Anac começa a aplicar novas punições para passageiros indisciplinados nesta segunda

A partir desta segunda-feira (14), entram em vigor as novas diretrizes da Agência Nacional de Aviação Civil para coibir comportamentos inadequados a bordo de aeronaves nacionais, estabelecendo penalidades severas que incluem multas pecuniárias e suspensão temporária do direito de embarcar.

Classificação das infrações e penalidades

A regulamentação define uma gradação punitiva baseada no nível de severidade do ato cometido. Condutas de natureza leve, a exemplo do descumprimento de instruções dadas pelos comissários, uso vedado de dispositivos eletrônicos e formação de tumultos, são passíveis de advertência formal. Por outro lado, episódios classificados como graves englobam ofensas verbais, ameaças, tabagismo no interior do avião e depredação do patrimônio da empresa, podendo acarretar sanção financeira de até 17,5 mil reais e rescisão contratual com a companhia aérea.

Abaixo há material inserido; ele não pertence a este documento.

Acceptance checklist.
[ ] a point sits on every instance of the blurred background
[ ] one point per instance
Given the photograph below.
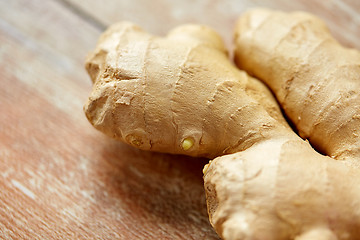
(60, 178)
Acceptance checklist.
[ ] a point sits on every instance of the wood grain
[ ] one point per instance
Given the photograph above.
(60, 178)
(342, 17)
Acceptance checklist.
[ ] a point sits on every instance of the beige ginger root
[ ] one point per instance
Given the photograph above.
(180, 94)
(315, 79)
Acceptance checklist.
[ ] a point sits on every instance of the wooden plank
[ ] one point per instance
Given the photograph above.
(160, 16)
(59, 178)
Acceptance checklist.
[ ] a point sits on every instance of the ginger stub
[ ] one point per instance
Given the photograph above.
(181, 94)
(315, 79)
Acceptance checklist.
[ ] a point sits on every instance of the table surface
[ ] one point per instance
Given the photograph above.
(60, 178)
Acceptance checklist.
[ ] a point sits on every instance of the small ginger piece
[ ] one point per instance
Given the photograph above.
(181, 94)
(281, 190)
(315, 79)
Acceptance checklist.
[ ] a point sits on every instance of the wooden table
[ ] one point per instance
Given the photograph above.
(60, 178)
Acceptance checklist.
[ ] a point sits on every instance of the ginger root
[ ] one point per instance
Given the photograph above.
(178, 94)
(181, 94)
(315, 79)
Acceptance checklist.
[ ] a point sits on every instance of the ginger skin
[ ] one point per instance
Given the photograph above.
(181, 94)
(145, 93)
(315, 79)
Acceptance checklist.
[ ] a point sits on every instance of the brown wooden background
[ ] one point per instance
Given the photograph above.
(60, 178)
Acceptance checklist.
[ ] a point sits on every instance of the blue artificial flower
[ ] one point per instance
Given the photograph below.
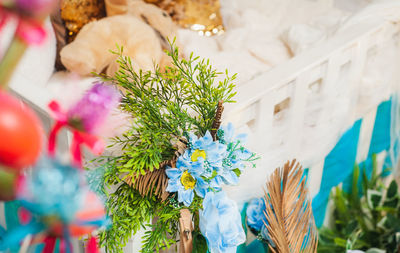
(53, 189)
(220, 223)
(233, 163)
(208, 152)
(255, 214)
(185, 179)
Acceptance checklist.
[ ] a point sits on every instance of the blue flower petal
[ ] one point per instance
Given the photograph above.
(173, 173)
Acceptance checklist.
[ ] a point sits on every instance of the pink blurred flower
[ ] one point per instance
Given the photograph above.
(35, 8)
(94, 107)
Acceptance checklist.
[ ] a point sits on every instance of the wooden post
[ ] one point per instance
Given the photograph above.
(186, 228)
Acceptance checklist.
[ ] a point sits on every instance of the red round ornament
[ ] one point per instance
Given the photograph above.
(21, 133)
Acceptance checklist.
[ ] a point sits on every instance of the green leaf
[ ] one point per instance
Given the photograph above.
(373, 198)
(392, 190)
(199, 243)
(375, 250)
(340, 242)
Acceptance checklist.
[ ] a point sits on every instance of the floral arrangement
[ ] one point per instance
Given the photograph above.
(172, 164)
(53, 199)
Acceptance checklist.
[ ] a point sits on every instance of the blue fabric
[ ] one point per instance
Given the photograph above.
(12, 220)
(256, 247)
(380, 139)
(337, 167)
(319, 205)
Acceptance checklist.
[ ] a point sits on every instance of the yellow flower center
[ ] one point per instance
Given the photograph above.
(188, 180)
(198, 153)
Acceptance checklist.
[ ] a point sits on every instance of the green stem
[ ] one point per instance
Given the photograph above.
(10, 61)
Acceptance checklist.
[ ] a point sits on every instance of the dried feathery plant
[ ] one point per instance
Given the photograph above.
(290, 220)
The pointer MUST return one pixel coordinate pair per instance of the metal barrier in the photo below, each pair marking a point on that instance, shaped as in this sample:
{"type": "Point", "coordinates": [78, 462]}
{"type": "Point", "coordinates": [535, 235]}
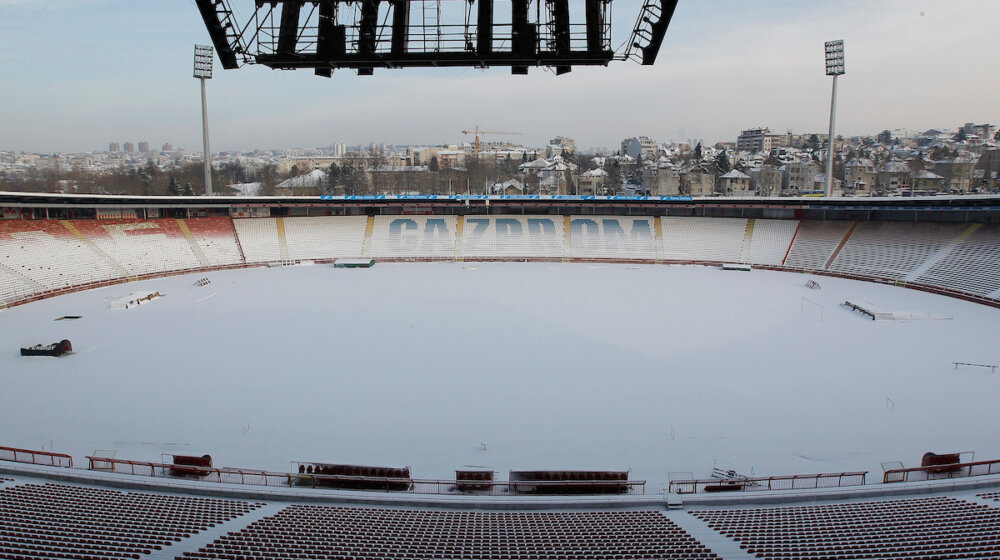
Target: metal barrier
{"type": "Point", "coordinates": [956, 470]}
{"type": "Point", "coordinates": [383, 484]}
{"type": "Point", "coordinates": [788, 482]}
{"type": "Point", "coordinates": [36, 457]}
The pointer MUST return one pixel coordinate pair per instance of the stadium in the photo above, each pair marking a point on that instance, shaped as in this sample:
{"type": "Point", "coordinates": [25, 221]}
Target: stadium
{"type": "Point", "coordinates": [499, 377]}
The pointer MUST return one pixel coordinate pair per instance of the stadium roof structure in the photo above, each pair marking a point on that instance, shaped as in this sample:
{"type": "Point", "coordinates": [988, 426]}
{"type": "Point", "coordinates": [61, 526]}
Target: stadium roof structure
{"type": "Point", "coordinates": [326, 35]}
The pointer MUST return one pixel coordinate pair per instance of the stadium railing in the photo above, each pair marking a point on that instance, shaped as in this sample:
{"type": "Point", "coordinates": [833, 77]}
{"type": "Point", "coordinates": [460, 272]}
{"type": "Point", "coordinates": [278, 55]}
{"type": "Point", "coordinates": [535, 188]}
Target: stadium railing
{"type": "Point", "coordinates": [787, 482]}
{"type": "Point", "coordinates": [957, 470]}
{"type": "Point", "coordinates": [385, 484]}
{"type": "Point", "coordinates": [36, 457]}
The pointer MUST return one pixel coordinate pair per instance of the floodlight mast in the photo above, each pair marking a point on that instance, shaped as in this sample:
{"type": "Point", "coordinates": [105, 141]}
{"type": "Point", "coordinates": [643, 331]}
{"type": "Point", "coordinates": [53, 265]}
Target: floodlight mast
{"type": "Point", "coordinates": [203, 57]}
{"type": "Point", "coordinates": [834, 67]}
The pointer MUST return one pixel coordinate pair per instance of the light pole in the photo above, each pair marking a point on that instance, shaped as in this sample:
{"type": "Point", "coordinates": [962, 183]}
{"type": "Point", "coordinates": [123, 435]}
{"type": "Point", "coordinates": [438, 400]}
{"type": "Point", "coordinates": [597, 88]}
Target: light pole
{"type": "Point", "coordinates": [834, 67]}
{"type": "Point", "coordinates": [203, 57]}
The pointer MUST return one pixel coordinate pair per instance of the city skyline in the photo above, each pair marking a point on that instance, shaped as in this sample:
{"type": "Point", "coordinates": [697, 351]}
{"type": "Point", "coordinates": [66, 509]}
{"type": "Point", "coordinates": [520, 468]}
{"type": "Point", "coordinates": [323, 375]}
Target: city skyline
{"type": "Point", "coordinates": [109, 74]}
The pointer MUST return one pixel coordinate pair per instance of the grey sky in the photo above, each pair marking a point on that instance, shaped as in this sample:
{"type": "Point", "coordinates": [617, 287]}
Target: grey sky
{"type": "Point", "coordinates": [79, 74]}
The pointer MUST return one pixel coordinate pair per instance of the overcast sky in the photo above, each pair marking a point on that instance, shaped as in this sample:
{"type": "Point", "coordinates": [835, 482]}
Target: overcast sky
{"type": "Point", "coordinates": [78, 74]}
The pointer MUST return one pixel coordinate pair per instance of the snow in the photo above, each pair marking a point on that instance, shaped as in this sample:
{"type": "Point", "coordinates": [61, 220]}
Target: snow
{"type": "Point", "coordinates": [311, 179]}
{"type": "Point", "coordinates": [651, 368]}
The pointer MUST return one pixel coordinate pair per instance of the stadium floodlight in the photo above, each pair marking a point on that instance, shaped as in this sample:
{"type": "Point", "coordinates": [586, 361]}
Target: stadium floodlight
{"type": "Point", "coordinates": [203, 58]}
{"type": "Point", "coordinates": [834, 67]}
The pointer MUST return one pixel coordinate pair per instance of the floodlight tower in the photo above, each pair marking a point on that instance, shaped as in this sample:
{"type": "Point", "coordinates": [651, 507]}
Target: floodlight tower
{"type": "Point", "coordinates": [834, 67]}
{"type": "Point", "coordinates": [203, 57]}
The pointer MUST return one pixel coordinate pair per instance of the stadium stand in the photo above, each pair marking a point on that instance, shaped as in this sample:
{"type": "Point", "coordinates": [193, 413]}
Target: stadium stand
{"type": "Point", "coordinates": [306, 531]}
{"type": "Point", "coordinates": [703, 239]}
{"type": "Point", "coordinates": [216, 239]}
{"type": "Point", "coordinates": [769, 241]}
{"type": "Point", "coordinates": [973, 265]}
{"type": "Point", "coordinates": [40, 258]}
{"type": "Point", "coordinates": [605, 237]}
{"type": "Point", "coordinates": [325, 237]}
{"type": "Point", "coordinates": [141, 247]}
{"type": "Point", "coordinates": [994, 496]}
{"type": "Point", "coordinates": [512, 237]}
{"type": "Point", "coordinates": [937, 527]}
{"type": "Point", "coordinates": [259, 239]}
{"type": "Point", "coordinates": [49, 257]}
{"type": "Point", "coordinates": [414, 237]}
{"type": "Point", "coordinates": [892, 250]}
{"type": "Point", "coordinates": [815, 243]}
{"type": "Point", "coordinates": [68, 521]}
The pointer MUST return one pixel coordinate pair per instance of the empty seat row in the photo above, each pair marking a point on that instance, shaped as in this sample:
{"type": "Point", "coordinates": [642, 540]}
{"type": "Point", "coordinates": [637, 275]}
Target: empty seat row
{"type": "Point", "coordinates": [347, 532]}
{"type": "Point", "coordinates": [921, 527]}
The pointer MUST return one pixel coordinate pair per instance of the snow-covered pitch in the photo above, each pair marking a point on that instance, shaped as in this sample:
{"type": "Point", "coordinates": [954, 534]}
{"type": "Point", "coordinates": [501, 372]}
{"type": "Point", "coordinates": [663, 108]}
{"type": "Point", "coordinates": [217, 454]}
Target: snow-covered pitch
{"type": "Point", "coordinates": [437, 366]}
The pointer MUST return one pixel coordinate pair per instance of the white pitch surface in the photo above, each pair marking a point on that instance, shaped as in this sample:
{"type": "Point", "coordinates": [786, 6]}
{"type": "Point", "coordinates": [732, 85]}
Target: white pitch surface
{"type": "Point", "coordinates": [568, 366]}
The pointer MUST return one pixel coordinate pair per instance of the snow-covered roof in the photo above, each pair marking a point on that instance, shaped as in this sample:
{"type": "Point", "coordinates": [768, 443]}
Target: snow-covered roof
{"type": "Point", "coordinates": [540, 163]}
{"type": "Point", "coordinates": [311, 179]}
{"type": "Point", "coordinates": [894, 167]}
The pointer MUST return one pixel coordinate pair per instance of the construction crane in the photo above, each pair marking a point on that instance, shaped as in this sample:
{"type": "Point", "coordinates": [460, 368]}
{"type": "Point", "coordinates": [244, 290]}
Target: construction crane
{"type": "Point", "coordinates": [478, 132]}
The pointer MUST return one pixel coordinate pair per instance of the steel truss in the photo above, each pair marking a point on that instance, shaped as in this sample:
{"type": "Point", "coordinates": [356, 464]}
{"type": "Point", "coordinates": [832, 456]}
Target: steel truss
{"type": "Point", "coordinates": [363, 35]}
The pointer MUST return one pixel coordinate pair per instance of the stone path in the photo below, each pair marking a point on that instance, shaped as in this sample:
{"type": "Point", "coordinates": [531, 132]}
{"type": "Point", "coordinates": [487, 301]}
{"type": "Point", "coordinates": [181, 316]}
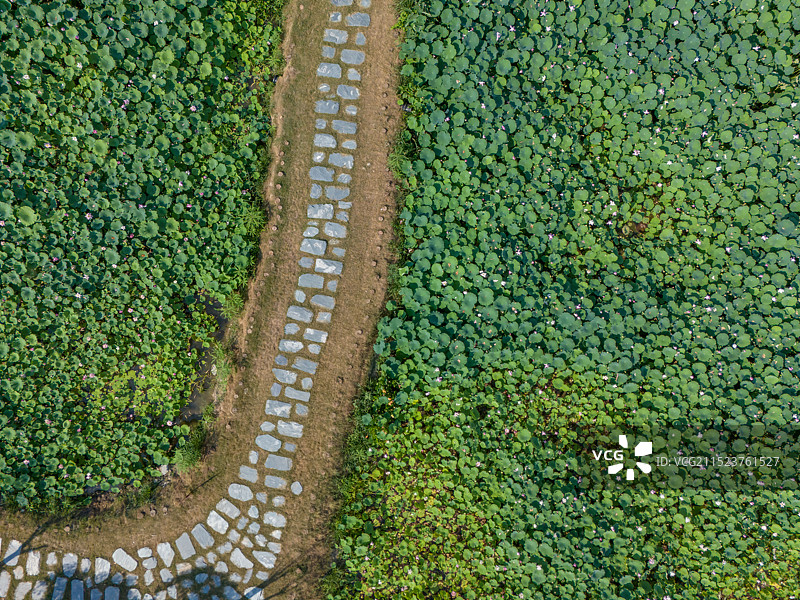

Casos gravíssimos e suspensão de embarque

Para situações extremas, a legislação prevê consequências ainda mais drásticas, incluindo a inabilitação para voar pelo período de meio ano a um ano inteiro. Essa categoria abrange agressões físicas direcionadas aos profissionais da aviação, investidas para invadir a cabine dos pilotos, porte clandestino de armamentos ou artefatos explosivos, e tentativas de usurpação do controle de voo.

Os indivíduos penalizados com a interdição terão seus dados inseridos em um cadastro unificado nacional. As companhias aéreas ficam obrigadas a bloquear a emissão de bilhetes, a realização de check-in e o acesso às aeronaves enquanto vigorar o castigo. O órgão regulador estipulou ainda uma penalidade pecuniária de 70 mil reais para as empresas aéreas que negligenciarem o cumprimento dessas restrições.

Crescimento nos registros motivou mudanças

A implementação do novo sistema punitivo surge como resposta ao salto estatístico nos episódios de desrespeito dentro das cabines. Levantamentos do setor aéreo indicam que foram contabilizados 881 episódios conflitantes nos primeiros seis meses do ano corrente, representando um acréscimo de 22% em comparação ao mesmo intervalo do ano anterior, sendo que quase duas centenas dessas ocorrências comprometeram de forma direta a segurança dos voos.